I would be interested in that film, but wish we could read the study. I'm hardly a genetics expert, but given what it says here:
Tuwaletstiwa explained in the film his DNA traced back to Chile, but his closest matching relative was determined with DNA taken from human remains found within Room 33 in Pueblo Bonito, which was first excavated in the late 1800s.
Closest living relative doesn't have to mean great(20x) grandfather, it can easily mean 50th cousin, but that also doesn't mean that the Hopi are like the Navajo who came from far away relatively recently. I guess since it is concerned with oral stories, and supporting that Hopi are very closely related to the Chaco Canyon people, that is nice to know.
The article linked to:
https://www.durangoherald.com/articles/ ... nyon-site/ which is interesting because when I think of the Hopi Tribe, I think of the Hopi Mesas. Is Tuwaletstiwa a tribal member of mixed Puebloan ancestry in the Sangre De Christos, too, or from one of the Hopi Mesas? That article has:
There are 19 Pueblo tribes in New Mexico. The new study does not refute the historic connections of other tribes to Chaco Canyon.
I was not aware that there was an effort to refute that most modern Tewa, Hopi or Zuni Puebloans were not descended from the earlier "anasazi" sites, though we know that the Athabaskans did come from the Slave Lake region of Canada, so much like Indo-Europeans largely replacing Early European Farmers, and the farmers replacing the Western Hunter Gatherers, there have been waves of migrations.
I was told that Hopi stories claimed they came out of the Grand Canyon, which makes sense by proximity of the Mesas to the Canyon itself. I think I heard this when visiting GCNP, maybe at the Tusayan site. In an arid region people from outside have a high likelihood of entering along a river course, and exiting at areas where possible, much like our modern trails. There is no telling how old that story could be. Assuming it is true, and it is a preservation of a band of humans entering the Colorado Plateau 10,000 years ago, those people could easily have been the ancestors to most of the ancient canyon farmers, or they mixed with other hunter-gatherers in the region who came through the Rockies. The stories could also be more recent and simply relate to people farming near the river leaving at some point. I only mention this because oral stories often say all kinds of things, but interpreting something vague to mean "we, the Hopi, are directly descended from Pueblo Bonito people", is a mistake. Has anyone ever heard a translation of these stories, since I doubt HAZ members are fluent in the language.
noted the difficulty of getting Native Americans to contribute DNA for research because of an incident in Arizona where Native DNA was collected for medical reasons and then used for other purposes, breaking trust between tribes and researchers.
Actually, I'm amazed at the lax attitude people have in any population, for wanting to donate DNA samples given the nefarious actors in our society, and how they can lie about destroying a sample after it was used for the original purpose. Native, Black, White, whatever.
Before genetics, language was used to group people and their evolution. For example, Basques speak a non Indo-European Language (though over 5,000 years since the IE arrival, more than a few probably have IE genes) which tells us they are descended from the Early European Farmers, a separate population from Indo-Europeans, who have a common ancestors in the Proto-Indo-European speaking people and who gave rise to languages from English to Sanskrit. These two people have pretty different histories, yet live in close proximity and today have many similarities. The languages tells us they came from different places.

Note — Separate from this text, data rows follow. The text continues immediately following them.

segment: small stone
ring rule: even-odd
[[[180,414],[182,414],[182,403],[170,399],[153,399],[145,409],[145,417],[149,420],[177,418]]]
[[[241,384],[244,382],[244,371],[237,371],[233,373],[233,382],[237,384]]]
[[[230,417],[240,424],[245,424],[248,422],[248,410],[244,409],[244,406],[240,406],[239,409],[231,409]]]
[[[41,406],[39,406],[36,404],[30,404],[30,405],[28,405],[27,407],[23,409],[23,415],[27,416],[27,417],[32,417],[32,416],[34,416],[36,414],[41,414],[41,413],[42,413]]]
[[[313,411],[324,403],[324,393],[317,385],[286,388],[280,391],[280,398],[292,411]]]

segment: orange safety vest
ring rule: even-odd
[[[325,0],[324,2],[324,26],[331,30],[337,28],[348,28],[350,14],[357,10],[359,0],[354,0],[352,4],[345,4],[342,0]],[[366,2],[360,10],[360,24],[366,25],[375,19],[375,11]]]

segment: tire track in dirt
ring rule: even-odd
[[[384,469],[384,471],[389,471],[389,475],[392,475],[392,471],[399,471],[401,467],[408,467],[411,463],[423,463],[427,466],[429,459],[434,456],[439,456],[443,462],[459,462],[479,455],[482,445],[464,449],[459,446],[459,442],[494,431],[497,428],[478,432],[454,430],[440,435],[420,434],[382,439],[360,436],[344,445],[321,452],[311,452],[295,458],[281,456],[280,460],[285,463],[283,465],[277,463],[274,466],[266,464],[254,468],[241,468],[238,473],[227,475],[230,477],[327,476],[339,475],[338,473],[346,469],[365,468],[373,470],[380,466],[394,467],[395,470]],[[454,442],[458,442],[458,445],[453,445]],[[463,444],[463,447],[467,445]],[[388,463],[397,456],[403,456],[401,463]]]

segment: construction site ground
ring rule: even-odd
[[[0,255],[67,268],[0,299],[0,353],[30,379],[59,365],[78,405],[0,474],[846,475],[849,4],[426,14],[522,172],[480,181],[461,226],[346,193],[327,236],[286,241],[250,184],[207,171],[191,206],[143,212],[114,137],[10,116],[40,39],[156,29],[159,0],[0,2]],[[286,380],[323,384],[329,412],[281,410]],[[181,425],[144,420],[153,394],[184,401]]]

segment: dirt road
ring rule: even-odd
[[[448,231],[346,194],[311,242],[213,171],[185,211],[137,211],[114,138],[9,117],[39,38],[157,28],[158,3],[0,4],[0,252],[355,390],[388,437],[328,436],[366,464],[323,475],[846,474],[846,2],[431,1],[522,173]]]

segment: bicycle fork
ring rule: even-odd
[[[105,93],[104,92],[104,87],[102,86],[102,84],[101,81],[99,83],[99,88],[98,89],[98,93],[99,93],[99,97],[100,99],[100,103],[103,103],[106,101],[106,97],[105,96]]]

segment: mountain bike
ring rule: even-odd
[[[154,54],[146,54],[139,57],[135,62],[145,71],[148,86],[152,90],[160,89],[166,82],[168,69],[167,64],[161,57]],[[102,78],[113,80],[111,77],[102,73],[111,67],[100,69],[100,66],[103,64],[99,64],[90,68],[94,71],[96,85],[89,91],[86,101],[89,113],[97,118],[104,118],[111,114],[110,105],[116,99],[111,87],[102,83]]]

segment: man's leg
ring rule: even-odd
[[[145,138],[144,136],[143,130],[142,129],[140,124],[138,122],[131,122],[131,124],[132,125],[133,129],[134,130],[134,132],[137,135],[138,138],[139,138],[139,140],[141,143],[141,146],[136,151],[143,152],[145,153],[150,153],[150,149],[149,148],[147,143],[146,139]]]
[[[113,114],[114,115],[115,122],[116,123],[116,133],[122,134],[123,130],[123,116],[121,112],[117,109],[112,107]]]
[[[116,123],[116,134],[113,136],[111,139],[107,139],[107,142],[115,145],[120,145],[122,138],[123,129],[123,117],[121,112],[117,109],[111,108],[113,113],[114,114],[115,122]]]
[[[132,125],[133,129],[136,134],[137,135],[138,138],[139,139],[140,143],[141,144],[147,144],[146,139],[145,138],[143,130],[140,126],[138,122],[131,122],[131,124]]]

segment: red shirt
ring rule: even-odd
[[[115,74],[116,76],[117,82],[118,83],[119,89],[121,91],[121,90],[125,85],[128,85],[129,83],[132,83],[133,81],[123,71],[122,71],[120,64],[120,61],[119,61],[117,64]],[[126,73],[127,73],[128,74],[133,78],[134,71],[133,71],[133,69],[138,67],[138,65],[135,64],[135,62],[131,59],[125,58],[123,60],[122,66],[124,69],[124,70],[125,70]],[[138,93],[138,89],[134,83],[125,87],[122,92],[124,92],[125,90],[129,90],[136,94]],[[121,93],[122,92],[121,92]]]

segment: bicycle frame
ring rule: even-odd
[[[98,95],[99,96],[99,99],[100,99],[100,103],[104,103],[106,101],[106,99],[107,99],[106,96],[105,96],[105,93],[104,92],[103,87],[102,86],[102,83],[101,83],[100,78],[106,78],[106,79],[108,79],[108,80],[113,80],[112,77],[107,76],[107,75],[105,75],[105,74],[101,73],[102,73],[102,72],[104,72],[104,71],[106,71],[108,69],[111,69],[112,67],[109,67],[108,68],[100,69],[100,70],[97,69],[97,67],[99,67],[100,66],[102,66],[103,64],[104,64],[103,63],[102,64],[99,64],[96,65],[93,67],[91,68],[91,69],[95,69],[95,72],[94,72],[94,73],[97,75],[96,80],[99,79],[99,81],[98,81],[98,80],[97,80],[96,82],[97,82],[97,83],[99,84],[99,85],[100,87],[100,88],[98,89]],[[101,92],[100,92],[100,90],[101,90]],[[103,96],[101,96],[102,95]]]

https://upload.wikimedia.org/wikipedia/ ... ern%29.svg That map shows the distribution of Tanoan languages, and Picuris
https://en.wikipedia.org/wiki/Picuris_P ... New_Mexico is up near Toas. Picuris being mentioned in the second article as other people descended from Chaco.
The Hopi language is part of a very different language branch:
https://en.wikipedia.org/wiki/Hopi_language https://en.wikipedia.org/wiki/Uto-Aztecan_languages more common in the Great Basin and Mexico, but which also includes the Tohono O’odham and even the Comanche who were first reported as small basically non-threatening farmers in the eastern USA before they got horses and became mostly meat eating raiders on the plains, though that is totally unrelated. The Hopi seem to speak an Isolate or different branch from the Numic branch of the parent language group, different from the other local languages, so they're probably distinct from the nearby Utes. Point is, the Hopi having a different language branch from the NM Puebloans raises questions about the this being about the Hopi Tribe, or being about a man who has tribal affiliation but is descended from a population that is not the primary source of the Hopis. It doesn't matter unless the claim is being made that the Hopi are descended from Chaco, which would raise all kinds of questions since the Puebloans also do, and they speak a completely different language.
I find that interesting, since like the Basques, the Etruscans spoke a non Indo-European Language, and gave us many of the cultural traits that are associated with IE Latin speaking Romans into the early Imperial Period. However, it's a dead language. Why would Hopi be distinct from the Puebloans, unless the Hopi are not mostly descended from Chaco, which seems more likely.
I guess I have a lot of questions, and maybe they are answered in the film.